JP Morgan Asset Management has launched three fixed income ETFs in Europe designed to offer a better alternative to traditional passive corporate bond strategies.
Enhanced fixed income
The new ‘enhanced index’ funds provide similar risk and portfolio construction characteristics to well-known USD and EUR-denominated corporate bond indices but seek an enhanced level of return through limited active management.
Traditional passive bond ETFs tend to replicate index weights which are determined by the amount of debt outstanding.
Some argue that this style of passive investing can lead to investors owning the most indebted and leveraged of issuers without being adequately compensated for the amount of credit risk they are taking.
To counter this, the portfolio managers at JP Morgan focus on identifying the most attractive opportunities on a risk-adjusted basis based on fundamental research and relative value views. According to JP Morgan, this investment process is grounded in proprietary credit research.
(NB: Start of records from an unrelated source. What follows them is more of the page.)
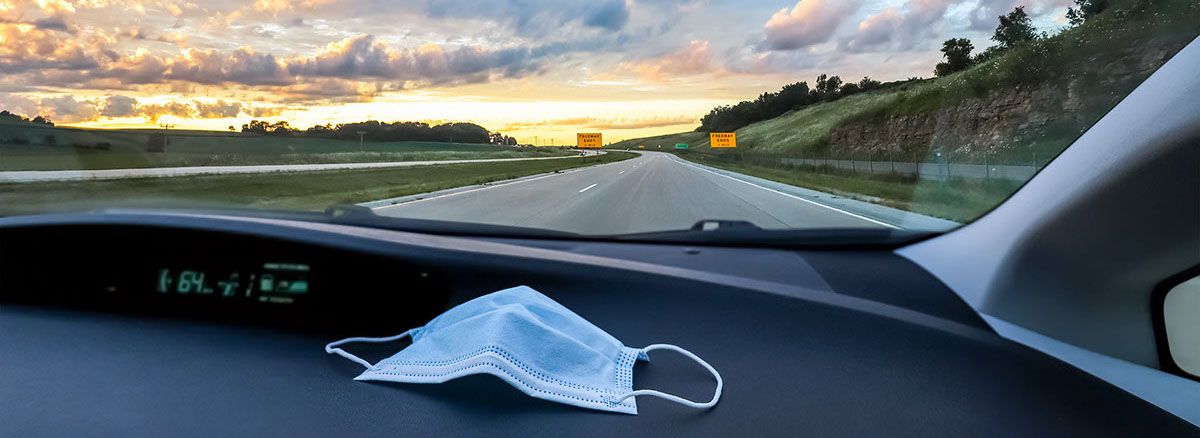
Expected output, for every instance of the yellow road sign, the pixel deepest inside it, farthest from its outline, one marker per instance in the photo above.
(589, 141)
(723, 139)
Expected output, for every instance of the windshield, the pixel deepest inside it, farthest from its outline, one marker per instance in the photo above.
(594, 118)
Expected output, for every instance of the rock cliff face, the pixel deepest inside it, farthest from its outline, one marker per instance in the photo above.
(1008, 121)
(993, 124)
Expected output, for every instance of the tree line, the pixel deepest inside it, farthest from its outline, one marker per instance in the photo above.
(383, 131)
(1014, 28)
(791, 96)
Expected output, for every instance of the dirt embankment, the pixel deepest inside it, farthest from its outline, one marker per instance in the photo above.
(1015, 121)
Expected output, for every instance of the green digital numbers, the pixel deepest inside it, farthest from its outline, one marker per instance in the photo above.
(191, 282)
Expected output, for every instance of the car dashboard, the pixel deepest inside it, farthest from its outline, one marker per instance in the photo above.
(214, 324)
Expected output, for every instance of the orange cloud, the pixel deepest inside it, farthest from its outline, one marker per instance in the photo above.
(694, 59)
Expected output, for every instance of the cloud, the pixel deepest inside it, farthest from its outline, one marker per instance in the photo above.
(153, 112)
(899, 29)
(25, 47)
(809, 23)
(119, 106)
(610, 15)
(19, 105)
(69, 109)
(219, 109)
(537, 17)
(694, 59)
(66, 108)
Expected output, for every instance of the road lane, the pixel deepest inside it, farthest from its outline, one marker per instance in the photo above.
(652, 192)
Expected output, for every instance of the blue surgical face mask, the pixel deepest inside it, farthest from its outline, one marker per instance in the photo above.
(529, 341)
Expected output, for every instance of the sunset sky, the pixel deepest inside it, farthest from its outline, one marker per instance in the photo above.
(544, 69)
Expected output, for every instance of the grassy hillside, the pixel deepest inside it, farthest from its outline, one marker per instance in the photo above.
(1023, 107)
(79, 149)
(303, 191)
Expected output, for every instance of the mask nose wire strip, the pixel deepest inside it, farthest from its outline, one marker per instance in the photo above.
(331, 348)
(717, 395)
The strategy takes overweight positions in names the credit analysts find attractive and underweight positions in the names they find less attractive. As a result, the strategy maintains index-like characteristics while seeking incremental positive excess returns, compounded over time.
Additionally, the portfolio managers integrate a systematic consideration of ESG investment principles into the portfolio management decision-making process. Companies involved in certain ethically contentious sectors, such as controversial weapons and tobacco, will be excluded.
The ETFs
The JP Morgan EUR Corporate Bond Research Enhanced Index UCITS ETF (JREB LN) is benchmarked against the Bloomberg Barclays Euro Aggregate Corporate Index, a reference for the performance of investment grade, EUR-denominated, fixed rate corporate bonds with maturities greater than one year.
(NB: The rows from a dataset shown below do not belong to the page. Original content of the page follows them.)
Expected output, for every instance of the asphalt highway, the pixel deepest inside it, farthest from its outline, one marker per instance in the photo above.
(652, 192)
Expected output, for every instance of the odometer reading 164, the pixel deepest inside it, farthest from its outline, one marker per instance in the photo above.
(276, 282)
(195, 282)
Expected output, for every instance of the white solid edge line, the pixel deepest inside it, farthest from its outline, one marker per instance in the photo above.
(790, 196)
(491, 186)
The JP Morgan EUR Corporate Bond 1-5yr Research Enhanced Index UCITS ETF (JR15 LN) is benchmarked against the Bloomberg Barclays Euro Aggregate Corporate 1-5 Index, a narrower version of the above index that includes only those bonds with maturities between one and five years.
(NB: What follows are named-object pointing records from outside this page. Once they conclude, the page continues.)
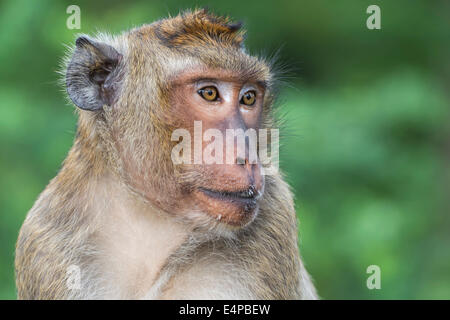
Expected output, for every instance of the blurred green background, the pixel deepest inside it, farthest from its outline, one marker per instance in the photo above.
(367, 147)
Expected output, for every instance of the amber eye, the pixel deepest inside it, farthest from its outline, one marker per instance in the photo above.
(249, 98)
(209, 93)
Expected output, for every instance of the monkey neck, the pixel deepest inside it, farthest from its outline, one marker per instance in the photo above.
(134, 237)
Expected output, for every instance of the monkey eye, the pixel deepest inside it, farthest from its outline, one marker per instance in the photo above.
(249, 98)
(209, 93)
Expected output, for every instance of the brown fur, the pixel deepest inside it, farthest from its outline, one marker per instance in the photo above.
(119, 168)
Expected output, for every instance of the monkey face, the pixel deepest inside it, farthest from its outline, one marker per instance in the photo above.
(224, 181)
(136, 92)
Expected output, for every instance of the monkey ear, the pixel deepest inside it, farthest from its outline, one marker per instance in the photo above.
(92, 75)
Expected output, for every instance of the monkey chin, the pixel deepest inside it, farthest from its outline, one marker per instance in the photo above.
(233, 210)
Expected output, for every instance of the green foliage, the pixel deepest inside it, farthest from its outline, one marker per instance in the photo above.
(366, 141)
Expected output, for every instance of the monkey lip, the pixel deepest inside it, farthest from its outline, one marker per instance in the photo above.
(250, 194)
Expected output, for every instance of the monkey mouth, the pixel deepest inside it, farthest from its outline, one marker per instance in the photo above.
(250, 194)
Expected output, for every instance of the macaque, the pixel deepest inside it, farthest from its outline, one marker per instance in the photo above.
(130, 221)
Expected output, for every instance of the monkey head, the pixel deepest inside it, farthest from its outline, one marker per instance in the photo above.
(135, 90)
And the JP Morgan USD Corporate Bond Research Enhanced Index UCITS ETF (JRUB LN) is benchmarked against the Bloomberg Barclays US Corporate Investment Grade Index, which consists of investment grade, fixed-rate corporate bonds denominated in USD from US and non-US industrial, utility and financial issuers.
All three ETFs come with total expense ratios (TERs) of 0.19%.
‘Intelligent’ selection
Bryon Lake, Head of International ETFs at JP Morgan Asset Management, said, “This is the first time our ESG-integrated corporate research enhanced index (CREI) approach is being made available in a UCITS format. Given our long track record in managing CREI strategies for institutional investors, we’re excited to bring this expertise to the European ETF market.
“Corporate bonds play an integral role in a well-diversified portfolio. However, as we near the end of the credit cycle, avoiding uncompensated risks through intelligent sector and security selection can help deliver even stronger risk-adjusted returns.”
Lake concluded, “In speaking to clients, they want the benefits of passive investing and ETFs but acknowledge that investment grade indices have their limitations. Offering attractively priced investment grade credit active capabilities in the ETF wrapper provides European investors with an interesting alternative.”
The ETFs have been listed on London Stock Exchange, Xetra, and Borsa Italiana.